Oil last month posted its worst May performance in seven years as global trade tensions escalated, undermining the outlook for energy demand growth.
Futures tumbled 5.5 percent in New York on Friday to a depth not seen in more than three months.
Equities also plunged as investors deserted risky asset classes for the safety of gold and US Treasuries.
US President Donald Trump’s threat to punish Mexico with tariffs because of illegal immigration darkened already parlous global trade prospects.
Oil surged more than 40 percent to start the year on the strength of OPEC output cuts and crises in Venezuela, Iran and other suppliers.
However, since peaking in late April, prices have fallen off more than 19 percent as the US-China trade dispute intensified.
A jump in US gasoline stockpiles disclosed in a government report this week added to angst about slackening demand.
“People are trading to the market and that’s dragging down oil,” said Jay Hatfield, whose energy-focused Infrastructure Capital Advisors LLC oversees about US$750 million. “People have fears that global GDP is going to be reduced.”
West Texas Intermediate crude for July closed down US$3.09 to US$53.50 a barrel on the New York Mercantile Exchange. The contract was down 7.6 percent for the week.
For the month, the futures were off 16 percent, for the worst May since 2012.
Brent for July settlement on Friday retreated US$2.38 to US$64.49 on London’s ICE Futures Europe exchange, down 4.4 for the week.

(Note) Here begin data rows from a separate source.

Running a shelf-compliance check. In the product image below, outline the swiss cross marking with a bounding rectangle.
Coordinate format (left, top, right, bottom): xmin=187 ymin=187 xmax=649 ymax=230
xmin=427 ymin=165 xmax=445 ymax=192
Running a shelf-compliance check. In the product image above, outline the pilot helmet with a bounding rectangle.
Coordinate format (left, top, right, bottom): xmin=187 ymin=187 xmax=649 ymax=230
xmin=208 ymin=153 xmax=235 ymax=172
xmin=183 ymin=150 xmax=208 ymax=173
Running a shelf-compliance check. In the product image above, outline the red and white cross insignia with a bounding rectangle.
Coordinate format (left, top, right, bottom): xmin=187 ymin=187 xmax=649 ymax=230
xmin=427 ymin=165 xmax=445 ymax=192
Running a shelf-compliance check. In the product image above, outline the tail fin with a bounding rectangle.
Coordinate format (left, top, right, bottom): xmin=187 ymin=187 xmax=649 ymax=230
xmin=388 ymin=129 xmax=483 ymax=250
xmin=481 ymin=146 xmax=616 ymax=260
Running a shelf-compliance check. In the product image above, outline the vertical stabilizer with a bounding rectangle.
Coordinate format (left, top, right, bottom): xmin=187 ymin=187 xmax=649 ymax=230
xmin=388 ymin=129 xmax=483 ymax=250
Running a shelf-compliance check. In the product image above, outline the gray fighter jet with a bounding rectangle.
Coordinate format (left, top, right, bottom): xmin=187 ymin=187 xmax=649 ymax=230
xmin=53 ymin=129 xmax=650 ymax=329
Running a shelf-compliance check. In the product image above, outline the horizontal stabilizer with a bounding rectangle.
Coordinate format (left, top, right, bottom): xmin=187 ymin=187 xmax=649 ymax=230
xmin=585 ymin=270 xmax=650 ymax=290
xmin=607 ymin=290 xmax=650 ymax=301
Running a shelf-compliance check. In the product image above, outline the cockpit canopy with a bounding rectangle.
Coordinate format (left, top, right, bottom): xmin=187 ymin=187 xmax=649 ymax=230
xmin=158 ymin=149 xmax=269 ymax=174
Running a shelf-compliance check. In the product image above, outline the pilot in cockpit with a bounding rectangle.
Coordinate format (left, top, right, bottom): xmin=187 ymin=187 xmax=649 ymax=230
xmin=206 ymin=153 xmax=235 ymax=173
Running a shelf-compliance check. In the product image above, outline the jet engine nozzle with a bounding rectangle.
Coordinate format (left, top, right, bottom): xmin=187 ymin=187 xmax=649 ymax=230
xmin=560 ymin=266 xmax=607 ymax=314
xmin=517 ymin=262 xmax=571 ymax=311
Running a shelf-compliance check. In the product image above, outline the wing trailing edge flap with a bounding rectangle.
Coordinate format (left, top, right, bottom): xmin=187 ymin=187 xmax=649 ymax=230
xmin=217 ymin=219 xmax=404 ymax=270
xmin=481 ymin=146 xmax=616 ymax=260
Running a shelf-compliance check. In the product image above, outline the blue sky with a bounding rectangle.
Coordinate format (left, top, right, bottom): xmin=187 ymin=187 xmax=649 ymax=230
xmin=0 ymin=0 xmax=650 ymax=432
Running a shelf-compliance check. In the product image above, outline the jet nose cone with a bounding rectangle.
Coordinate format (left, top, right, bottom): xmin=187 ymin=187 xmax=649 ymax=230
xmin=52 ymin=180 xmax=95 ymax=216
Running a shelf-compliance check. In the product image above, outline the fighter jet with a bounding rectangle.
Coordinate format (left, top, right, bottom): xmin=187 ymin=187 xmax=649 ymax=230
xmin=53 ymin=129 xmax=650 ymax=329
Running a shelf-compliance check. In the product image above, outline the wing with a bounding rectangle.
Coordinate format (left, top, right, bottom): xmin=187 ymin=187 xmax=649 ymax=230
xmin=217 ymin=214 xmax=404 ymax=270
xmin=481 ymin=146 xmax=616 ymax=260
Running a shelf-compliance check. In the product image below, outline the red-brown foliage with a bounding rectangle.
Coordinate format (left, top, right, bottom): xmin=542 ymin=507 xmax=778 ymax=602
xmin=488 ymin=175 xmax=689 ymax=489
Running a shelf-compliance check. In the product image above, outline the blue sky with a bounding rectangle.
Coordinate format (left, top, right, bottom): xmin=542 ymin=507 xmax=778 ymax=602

The global benchmark crude was trading at a premium of US$10.99 a barrel to WTI, the widest in almost a year.
A key Chinese manufacturing gauge last month dropped more than forecast.

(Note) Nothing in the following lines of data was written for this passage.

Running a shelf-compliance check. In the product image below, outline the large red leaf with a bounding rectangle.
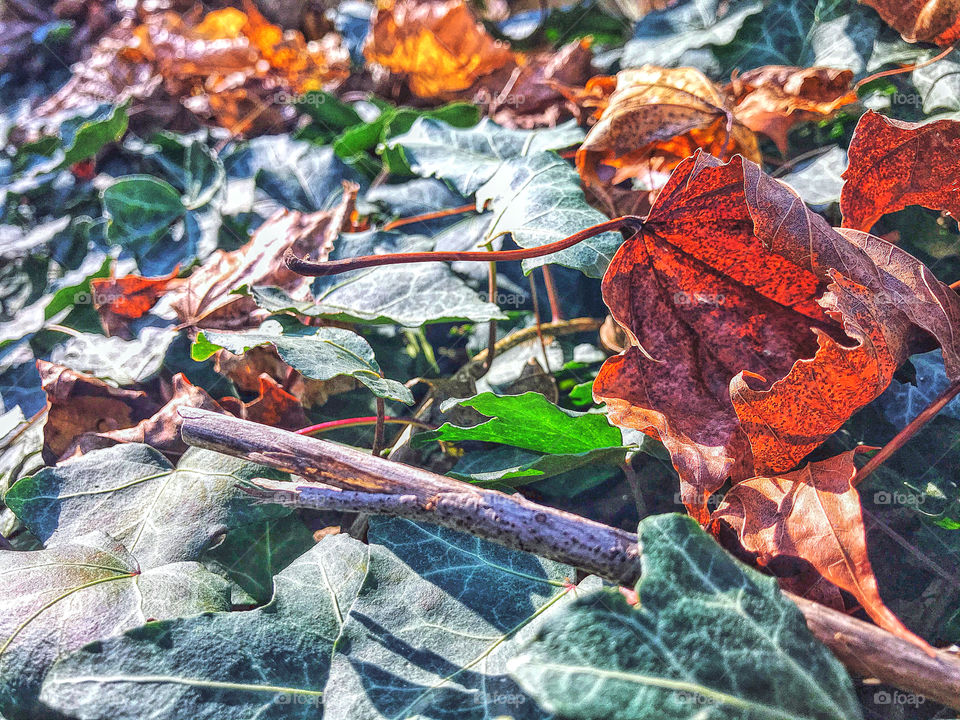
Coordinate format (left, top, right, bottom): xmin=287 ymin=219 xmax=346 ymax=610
xmin=840 ymin=111 xmax=960 ymax=230
xmin=594 ymin=153 xmax=960 ymax=520
xmin=713 ymin=450 xmax=932 ymax=652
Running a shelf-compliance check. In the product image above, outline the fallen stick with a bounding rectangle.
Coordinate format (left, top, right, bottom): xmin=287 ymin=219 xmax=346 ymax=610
xmin=180 ymin=408 xmax=960 ymax=709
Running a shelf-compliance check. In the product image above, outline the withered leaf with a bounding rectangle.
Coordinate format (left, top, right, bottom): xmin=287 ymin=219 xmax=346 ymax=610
xmin=90 ymin=268 xmax=179 ymax=338
xmin=594 ymin=153 xmax=960 ymax=520
xmin=840 ymin=110 xmax=960 ymax=231
xmin=577 ymin=65 xmax=760 ymax=191
xmin=169 ymin=183 xmax=359 ymax=329
xmin=64 ymin=373 xmax=224 ymax=457
xmin=364 ymin=0 xmax=516 ymax=99
xmin=37 ymin=360 xmax=159 ymax=463
xmin=728 ymin=65 xmax=857 ymax=154
xmin=712 ymin=450 xmax=929 ymax=649
xmin=860 ymin=0 xmax=960 ymax=47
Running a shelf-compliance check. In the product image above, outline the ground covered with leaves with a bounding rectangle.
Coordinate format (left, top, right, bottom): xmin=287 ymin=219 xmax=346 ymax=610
xmin=0 ymin=0 xmax=960 ymax=720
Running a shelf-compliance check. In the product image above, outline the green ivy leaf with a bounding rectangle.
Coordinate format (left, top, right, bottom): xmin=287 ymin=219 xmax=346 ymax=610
xmin=509 ymin=515 xmax=862 ymax=720
xmin=387 ymin=118 xmax=583 ymax=197
xmin=0 ymin=532 xmax=229 ymax=720
xmin=41 ymin=518 xmax=580 ymax=720
xmin=191 ymin=323 xmax=413 ymax=405
xmin=477 ymin=152 xmax=623 ymax=278
xmin=413 ymin=392 xmax=623 ymax=454
xmin=4 ymin=443 xmax=289 ymax=568
xmin=100 ymin=175 xmax=187 ymax=245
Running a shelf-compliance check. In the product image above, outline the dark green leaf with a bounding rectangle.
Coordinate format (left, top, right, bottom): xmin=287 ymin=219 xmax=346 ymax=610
xmin=509 ymin=515 xmax=862 ymax=720
xmin=414 ymin=392 xmax=623 ymax=454
xmin=387 ymin=118 xmax=583 ymax=197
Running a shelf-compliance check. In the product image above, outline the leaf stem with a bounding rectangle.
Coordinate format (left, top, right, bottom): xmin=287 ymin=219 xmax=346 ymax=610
xmin=372 ymin=398 xmax=387 ymax=457
xmin=853 ymin=45 xmax=956 ymax=90
xmin=852 ymin=380 xmax=960 ymax=487
xmin=383 ymin=203 xmax=477 ymax=230
xmin=296 ymin=415 xmax=437 ymax=435
xmin=540 ymin=265 xmax=563 ymax=322
xmin=283 ymin=215 xmax=643 ymax=277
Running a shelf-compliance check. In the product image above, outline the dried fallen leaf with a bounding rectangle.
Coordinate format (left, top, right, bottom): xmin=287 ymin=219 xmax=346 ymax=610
xmin=214 ymin=345 xmax=357 ymax=408
xmin=712 ymin=450 xmax=932 ymax=653
xmin=840 ymin=110 xmax=960 ymax=231
xmin=484 ymin=39 xmax=593 ymax=128
xmin=860 ymin=0 xmax=960 ymax=47
xmin=594 ymin=153 xmax=960 ymax=520
xmin=64 ymin=373 xmax=224 ymax=458
xmin=577 ymin=65 xmax=760 ymax=187
xmin=728 ymin=65 xmax=857 ymax=154
xmin=364 ymin=0 xmax=516 ymax=99
xmin=37 ymin=2 xmax=349 ymax=134
xmin=169 ymin=183 xmax=359 ymax=329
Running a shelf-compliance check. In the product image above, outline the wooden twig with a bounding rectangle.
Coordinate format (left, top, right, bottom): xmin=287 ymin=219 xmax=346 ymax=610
xmin=180 ymin=408 xmax=960 ymax=709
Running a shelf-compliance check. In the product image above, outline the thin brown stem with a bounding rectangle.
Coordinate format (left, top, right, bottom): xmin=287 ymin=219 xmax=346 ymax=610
xmin=853 ymin=45 xmax=955 ymax=90
xmin=296 ymin=415 xmax=437 ymax=435
xmin=853 ymin=381 xmax=960 ymax=486
xmin=373 ymin=398 xmax=387 ymax=457
xmin=383 ymin=203 xmax=477 ymax=230
xmin=540 ymin=265 xmax=563 ymax=322
xmin=527 ymin=273 xmax=553 ymax=375
xmin=484 ymin=256 xmax=497 ymax=370
xmin=283 ymin=215 xmax=643 ymax=277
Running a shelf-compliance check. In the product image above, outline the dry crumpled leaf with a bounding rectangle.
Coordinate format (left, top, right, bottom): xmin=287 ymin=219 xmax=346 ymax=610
xmin=840 ymin=110 xmax=960 ymax=230
xmin=220 ymin=373 xmax=309 ymax=430
xmin=727 ymin=65 xmax=857 ymax=153
xmin=364 ymin=0 xmax=516 ymax=99
xmin=594 ymin=152 xmax=960 ymax=521
xmin=484 ymin=39 xmax=593 ymax=128
xmin=63 ymin=373 xmax=224 ymax=458
xmin=37 ymin=360 xmax=159 ymax=465
xmin=37 ymin=0 xmax=349 ymax=134
xmin=860 ymin=0 xmax=960 ymax=47
xmin=713 ymin=448 xmax=932 ymax=653
xmin=214 ymin=345 xmax=357 ymax=408
xmin=90 ymin=268 xmax=179 ymax=339
xmin=168 ymin=182 xmax=359 ymax=329
xmin=577 ymin=65 xmax=760 ymax=187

The world’s second-largest economy is mobilizing its state-run energy industry to prepare for a long struggle with the US and has also readied a plan to restrict exports of rare earths, according to people familiar with the matter.
“Given oil markets are tethered to the hip of risk markets currently, this is bad news for oil bulls,” SPI Asset Management head of trading Stephen Innes said.
Hatfield said crude’s slump is an overreaction.
The US economy remains strong, with summer driving season about to kick up fuel demand, while OPEC stands ready to support prices with continued output cuts, he said.